Samuel Case, FISM News
After only eight days of classes, the University Notre Dame will stop in-person classes for two weeks after 146 students and staff tested positive for the coronavirus. As of today, the school has conducted 927 COVID-19 tests out of the 12,000 student campus. No one has been hospitalized.
The announcement was made by University President Father John Jenkins. “The virus is a formidable foe,” Jenkins said. “For the past week, it has been winning. Let us as the Fighting Irish join together to contain it.” He explained that via contact tracing the school has determined that “most infections are coming from off-campus gatherings,” who then pass it on to others. He then asked the students to “observe health protocols” for the health and well being of the campus.
Notre Dame is not the only major school that had to temporarily close its doors due to the virus. Michigan State University was originally intending to have on-campus classes but has instead made all classes remote for the fall semester. This decision comes even before classes officially begin on Sept. 2.

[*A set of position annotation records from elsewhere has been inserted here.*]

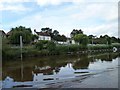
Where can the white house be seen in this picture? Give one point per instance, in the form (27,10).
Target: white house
(43,35)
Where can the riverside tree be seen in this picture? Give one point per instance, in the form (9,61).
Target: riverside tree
(15,33)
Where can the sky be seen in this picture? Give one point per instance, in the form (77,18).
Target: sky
(96,17)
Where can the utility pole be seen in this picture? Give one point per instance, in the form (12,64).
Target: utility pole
(21,46)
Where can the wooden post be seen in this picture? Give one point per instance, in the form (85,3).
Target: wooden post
(21,45)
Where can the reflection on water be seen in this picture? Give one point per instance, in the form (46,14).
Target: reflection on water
(57,67)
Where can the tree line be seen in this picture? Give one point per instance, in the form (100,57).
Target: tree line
(77,35)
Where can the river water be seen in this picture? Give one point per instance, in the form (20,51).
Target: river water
(39,72)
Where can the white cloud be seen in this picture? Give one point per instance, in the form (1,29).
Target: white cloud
(58,2)
(14,1)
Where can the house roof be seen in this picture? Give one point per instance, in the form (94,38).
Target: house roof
(43,33)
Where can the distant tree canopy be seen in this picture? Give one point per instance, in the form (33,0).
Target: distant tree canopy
(54,34)
(81,39)
(15,33)
(75,32)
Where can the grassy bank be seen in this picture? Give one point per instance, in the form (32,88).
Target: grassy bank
(10,52)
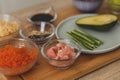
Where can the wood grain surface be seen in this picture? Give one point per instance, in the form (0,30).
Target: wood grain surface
(84,64)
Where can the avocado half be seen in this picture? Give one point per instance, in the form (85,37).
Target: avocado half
(98,22)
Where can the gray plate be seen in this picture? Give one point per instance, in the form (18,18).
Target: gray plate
(110,38)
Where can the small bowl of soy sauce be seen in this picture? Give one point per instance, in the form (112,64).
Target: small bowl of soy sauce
(46,14)
(38,34)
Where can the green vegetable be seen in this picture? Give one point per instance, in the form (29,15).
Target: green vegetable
(84,39)
(98,22)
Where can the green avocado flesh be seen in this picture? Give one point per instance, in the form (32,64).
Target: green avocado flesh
(98,22)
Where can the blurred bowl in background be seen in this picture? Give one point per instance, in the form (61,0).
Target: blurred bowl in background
(9,26)
(46,14)
(114,6)
(38,33)
(87,5)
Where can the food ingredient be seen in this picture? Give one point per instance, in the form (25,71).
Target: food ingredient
(42,17)
(115,6)
(115,1)
(7,28)
(38,35)
(12,57)
(60,51)
(98,22)
(85,39)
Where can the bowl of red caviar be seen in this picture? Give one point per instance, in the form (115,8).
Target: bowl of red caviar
(61,53)
(17,56)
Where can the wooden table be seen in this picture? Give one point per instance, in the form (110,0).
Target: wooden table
(96,65)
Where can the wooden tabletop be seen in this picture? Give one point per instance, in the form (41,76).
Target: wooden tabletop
(87,67)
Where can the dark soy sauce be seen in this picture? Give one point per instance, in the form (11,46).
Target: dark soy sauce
(42,17)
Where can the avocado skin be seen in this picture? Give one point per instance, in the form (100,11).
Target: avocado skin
(104,27)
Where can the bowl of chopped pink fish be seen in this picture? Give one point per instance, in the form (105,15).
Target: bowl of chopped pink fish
(61,53)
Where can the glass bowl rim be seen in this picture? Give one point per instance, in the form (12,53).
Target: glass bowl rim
(52,41)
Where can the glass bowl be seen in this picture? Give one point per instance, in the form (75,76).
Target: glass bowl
(47,14)
(61,57)
(87,5)
(38,33)
(9,26)
(114,6)
(14,61)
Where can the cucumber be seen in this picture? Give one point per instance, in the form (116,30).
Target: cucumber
(98,22)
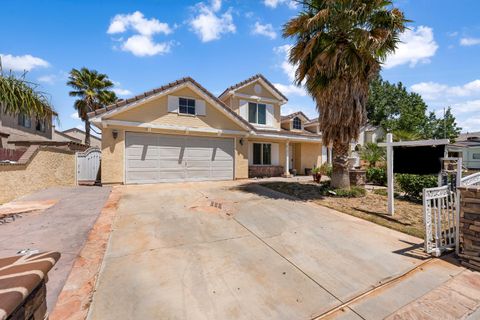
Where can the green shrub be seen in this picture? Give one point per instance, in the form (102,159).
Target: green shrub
(353,192)
(413,184)
(377,176)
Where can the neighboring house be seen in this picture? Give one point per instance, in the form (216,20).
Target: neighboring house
(467,147)
(77,135)
(23,128)
(182,132)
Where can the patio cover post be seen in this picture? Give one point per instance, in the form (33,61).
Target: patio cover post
(391,207)
(287,160)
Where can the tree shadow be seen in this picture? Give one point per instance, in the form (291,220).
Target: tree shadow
(293,191)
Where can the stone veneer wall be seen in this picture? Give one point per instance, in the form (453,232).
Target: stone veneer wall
(470,226)
(265,171)
(43,167)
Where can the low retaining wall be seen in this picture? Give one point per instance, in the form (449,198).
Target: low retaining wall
(265,171)
(470,226)
(38,168)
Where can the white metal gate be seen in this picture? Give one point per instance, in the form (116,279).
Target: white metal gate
(88,165)
(441,219)
(441,216)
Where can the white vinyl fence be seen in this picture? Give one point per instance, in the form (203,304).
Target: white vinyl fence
(88,166)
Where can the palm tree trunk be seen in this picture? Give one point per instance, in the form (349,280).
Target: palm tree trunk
(87,132)
(340,177)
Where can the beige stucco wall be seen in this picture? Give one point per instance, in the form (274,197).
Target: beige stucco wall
(311,155)
(156,111)
(48,167)
(234,102)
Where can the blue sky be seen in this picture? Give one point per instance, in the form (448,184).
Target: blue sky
(141,45)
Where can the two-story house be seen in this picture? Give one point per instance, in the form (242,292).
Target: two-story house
(182,132)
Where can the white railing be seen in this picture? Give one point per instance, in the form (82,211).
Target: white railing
(441,219)
(470,180)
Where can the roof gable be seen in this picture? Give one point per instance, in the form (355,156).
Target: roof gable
(139,100)
(256,78)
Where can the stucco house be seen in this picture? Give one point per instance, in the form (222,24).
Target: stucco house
(77,135)
(467,147)
(182,132)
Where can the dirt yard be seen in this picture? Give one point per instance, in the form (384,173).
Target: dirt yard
(372,207)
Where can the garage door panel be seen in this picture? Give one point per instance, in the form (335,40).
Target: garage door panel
(154,158)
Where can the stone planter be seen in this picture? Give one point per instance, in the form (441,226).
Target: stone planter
(357,177)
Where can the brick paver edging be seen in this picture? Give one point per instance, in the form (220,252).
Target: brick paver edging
(76,296)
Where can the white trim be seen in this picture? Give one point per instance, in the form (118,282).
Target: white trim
(264,83)
(292,138)
(432,142)
(256,98)
(189,85)
(150,126)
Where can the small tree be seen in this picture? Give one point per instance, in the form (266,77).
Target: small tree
(372,153)
(19,96)
(93,90)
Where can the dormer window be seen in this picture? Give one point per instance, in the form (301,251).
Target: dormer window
(186,106)
(257,113)
(297,123)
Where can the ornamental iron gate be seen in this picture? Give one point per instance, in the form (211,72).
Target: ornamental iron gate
(88,166)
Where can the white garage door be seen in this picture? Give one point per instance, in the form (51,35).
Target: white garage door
(151,158)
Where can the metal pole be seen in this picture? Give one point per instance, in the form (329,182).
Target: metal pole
(391,207)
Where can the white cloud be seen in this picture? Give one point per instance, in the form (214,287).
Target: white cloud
(75,116)
(438,91)
(141,44)
(264,30)
(48,79)
(291,89)
(122,92)
(22,63)
(136,21)
(209,24)
(275,3)
(469,41)
(418,46)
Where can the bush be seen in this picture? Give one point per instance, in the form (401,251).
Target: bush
(354,192)
(377,176)
(413,184)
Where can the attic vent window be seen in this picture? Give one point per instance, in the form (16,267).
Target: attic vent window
(186,106)
(297,123)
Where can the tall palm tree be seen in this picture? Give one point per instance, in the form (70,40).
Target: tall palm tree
(93,90)
(19,96)
(339,48)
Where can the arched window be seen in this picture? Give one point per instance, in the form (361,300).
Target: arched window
(297,123)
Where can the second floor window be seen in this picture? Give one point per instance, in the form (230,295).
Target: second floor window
(40,125)
(297,123)
(24,121)
(257,113)
(186,106)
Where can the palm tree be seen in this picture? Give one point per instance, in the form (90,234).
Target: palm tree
(19,96)
(92,88)
(339,48)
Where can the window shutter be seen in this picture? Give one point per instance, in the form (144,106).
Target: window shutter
(275,154)
(172,104)
(270,115)
(244,109)
(200,108)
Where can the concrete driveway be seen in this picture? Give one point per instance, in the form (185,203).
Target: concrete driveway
(229,250)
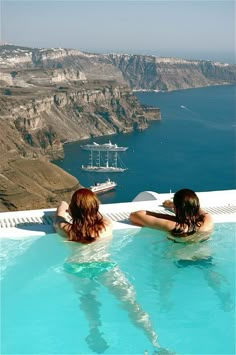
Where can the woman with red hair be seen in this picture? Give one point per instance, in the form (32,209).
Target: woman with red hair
(86,224)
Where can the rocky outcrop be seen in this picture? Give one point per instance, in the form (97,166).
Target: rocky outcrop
(39,123)
(50,96)
(166,74)
(138,71)
(34,184)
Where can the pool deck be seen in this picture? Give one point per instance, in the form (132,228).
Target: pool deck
(20,224)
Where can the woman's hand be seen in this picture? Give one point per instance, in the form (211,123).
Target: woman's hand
(168,204)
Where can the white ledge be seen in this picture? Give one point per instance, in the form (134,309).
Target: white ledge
(33,223)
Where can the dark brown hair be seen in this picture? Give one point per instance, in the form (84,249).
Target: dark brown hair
(187,210)
(87,221)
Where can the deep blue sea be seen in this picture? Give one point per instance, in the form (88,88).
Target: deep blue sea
(193,146)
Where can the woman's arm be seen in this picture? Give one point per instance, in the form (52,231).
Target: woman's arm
(153,220)
(61,224)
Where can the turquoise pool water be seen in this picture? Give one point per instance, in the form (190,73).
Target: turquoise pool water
(119,296)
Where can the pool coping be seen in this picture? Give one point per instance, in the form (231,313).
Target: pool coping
(20,224)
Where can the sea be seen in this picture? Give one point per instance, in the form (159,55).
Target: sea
(193,146)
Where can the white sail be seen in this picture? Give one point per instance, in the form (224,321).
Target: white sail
(97,163)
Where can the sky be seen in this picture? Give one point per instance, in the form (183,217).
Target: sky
(187,29)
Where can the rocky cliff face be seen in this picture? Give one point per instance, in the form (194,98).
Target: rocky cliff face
(38,123)
(138,71)
(153,73)
(50,96)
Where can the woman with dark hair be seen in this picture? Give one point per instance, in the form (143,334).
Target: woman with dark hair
(81,221)
(188,224)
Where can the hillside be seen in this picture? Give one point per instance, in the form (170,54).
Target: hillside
(52,96)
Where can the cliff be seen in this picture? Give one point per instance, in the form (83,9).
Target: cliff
(51,96)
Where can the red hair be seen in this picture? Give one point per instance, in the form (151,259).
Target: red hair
(87,222)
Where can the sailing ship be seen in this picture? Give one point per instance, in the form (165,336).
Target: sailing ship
(104,160)
(101,187)
(104,147)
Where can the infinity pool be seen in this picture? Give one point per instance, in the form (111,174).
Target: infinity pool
(138,293)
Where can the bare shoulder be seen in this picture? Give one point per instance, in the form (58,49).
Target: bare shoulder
(107,231)
(208,224)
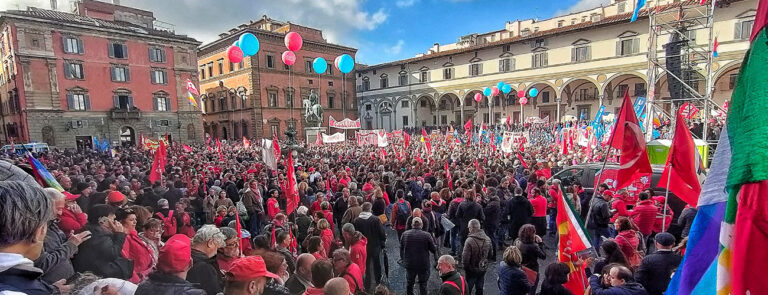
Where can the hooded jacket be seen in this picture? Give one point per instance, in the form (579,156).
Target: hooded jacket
(20,275)
(475,253)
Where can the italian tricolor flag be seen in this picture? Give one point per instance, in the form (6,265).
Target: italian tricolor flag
(744,233)
(572,239)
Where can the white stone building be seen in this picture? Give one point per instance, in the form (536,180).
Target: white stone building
(577,62)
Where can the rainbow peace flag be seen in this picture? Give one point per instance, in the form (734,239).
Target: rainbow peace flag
(43,176)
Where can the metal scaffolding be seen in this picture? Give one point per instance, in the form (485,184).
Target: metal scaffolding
(681,25)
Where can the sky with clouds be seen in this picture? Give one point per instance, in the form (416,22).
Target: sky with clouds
(382,30)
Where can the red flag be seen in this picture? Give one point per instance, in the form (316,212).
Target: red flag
(681,163)
(406,139)
(158,165)
(468,127)
(239,230)
(276,146)
(448,176)
(292,192)
(628,137)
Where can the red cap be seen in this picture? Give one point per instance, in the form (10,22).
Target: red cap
(175,255)
(248,268)
(70,196)
(115,197)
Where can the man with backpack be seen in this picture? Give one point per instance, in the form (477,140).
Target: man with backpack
(453,282)
(170,225)
(475,256)
(400,212)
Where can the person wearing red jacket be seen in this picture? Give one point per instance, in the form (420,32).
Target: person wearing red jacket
(539,219)
(644,215)
(72,218)
(134,248)
(555,195)
(619,205)
(348,270)
(356,243)
(273,207)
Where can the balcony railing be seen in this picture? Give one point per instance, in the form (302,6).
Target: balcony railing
(125,114)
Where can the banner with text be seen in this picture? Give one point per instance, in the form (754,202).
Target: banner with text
(334,138)
(343,124)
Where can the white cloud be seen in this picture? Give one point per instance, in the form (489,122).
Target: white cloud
(338,19)
(405,3)
(395,49)
(62,5)
(581,5)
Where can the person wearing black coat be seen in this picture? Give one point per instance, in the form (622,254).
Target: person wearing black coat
(415,246)
(512,279)
(370,226)
(453,282)
(492,212)
(531,249)
(106,243)
(519,212)
(468,210)
(656,269)
(163,283)
(232,191)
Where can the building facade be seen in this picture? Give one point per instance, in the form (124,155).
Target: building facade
(104,71)
(577,62)
(260,95)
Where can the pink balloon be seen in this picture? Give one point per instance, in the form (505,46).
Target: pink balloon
(293,41)
(235,54)
(289,58)
(336,62)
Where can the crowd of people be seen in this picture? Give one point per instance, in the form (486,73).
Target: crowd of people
(219,222)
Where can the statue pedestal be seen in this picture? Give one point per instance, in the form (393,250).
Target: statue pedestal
(311,133)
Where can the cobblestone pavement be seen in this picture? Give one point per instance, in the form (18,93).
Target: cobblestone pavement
(397,273)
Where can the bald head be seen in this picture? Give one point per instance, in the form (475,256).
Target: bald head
(304,265)
(336,286)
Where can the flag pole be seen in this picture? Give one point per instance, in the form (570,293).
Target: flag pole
(605,161)
(666,199)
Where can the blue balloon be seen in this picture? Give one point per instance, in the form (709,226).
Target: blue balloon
(249,44)
(320,65)
(487,91)
(533,92)
(346,63)
(506,88)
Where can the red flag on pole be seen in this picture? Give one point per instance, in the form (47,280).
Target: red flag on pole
(158,165)
(292,192)
(276,146)
(448,176)
(406,139)
(627,136)
(468,127)
(681,163)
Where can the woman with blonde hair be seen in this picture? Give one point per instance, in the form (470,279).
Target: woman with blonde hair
(512,279)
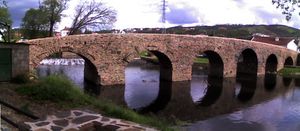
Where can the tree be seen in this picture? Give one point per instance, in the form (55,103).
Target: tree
(91,15)
(5,21)
(53,10)
(287,7)
(35,24)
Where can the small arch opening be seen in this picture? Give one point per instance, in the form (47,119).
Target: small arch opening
(247,63)
(298,60)
(148,82)
(210,63)
(288,62)
(270,72)
(207,78)
(79,69)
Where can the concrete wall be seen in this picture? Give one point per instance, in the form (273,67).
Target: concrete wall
(20,58)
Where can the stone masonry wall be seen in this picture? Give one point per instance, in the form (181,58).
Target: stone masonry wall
(20,58)
(110,53)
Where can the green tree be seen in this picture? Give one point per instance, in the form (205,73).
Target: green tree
(92,15)
(287,7)
(53,10)
(5,21)
(34,24)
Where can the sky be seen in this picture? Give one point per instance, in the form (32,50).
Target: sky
(146,13)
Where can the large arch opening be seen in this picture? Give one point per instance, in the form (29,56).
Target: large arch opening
(247,63)
(208,63)
(271,64)
(270,72)
(78,68)
(207,78)
(148,81)
(298,60)
(288,61)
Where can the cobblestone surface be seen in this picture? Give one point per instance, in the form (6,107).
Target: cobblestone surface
(82,120)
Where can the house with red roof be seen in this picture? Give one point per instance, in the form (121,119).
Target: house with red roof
(287,42)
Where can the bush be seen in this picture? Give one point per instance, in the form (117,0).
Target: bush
(53,88)
(21,79)
(59,89)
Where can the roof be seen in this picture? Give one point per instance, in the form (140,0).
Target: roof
(281,41)
(66,29)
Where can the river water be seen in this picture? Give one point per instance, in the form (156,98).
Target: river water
(270,103)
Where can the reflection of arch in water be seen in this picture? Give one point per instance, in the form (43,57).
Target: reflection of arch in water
(286,81)
(297,82)
(247,63)
(288,61)
(211,93)
(163,98)
(248,86)
(270,72)
(270,81)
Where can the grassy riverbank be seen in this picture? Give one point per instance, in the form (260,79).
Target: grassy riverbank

Michigan State’s official twitter made an announcement requesting “undergraduate students who planned to live in our residence halls this fall to stay home and continue their education with MSU remotely.” Although they did say “Just like we did this spring, we will continue to provide a safe place for a small number of students in our residence halls.”
“Given the current status of the virus — particularly what we are seeing at other institutions as they re-populate their campus communities — it is unlikely we can prevent widespread transmission of COVID-19 between students if our undergraduates return to campus,” Michigan State officials wrote.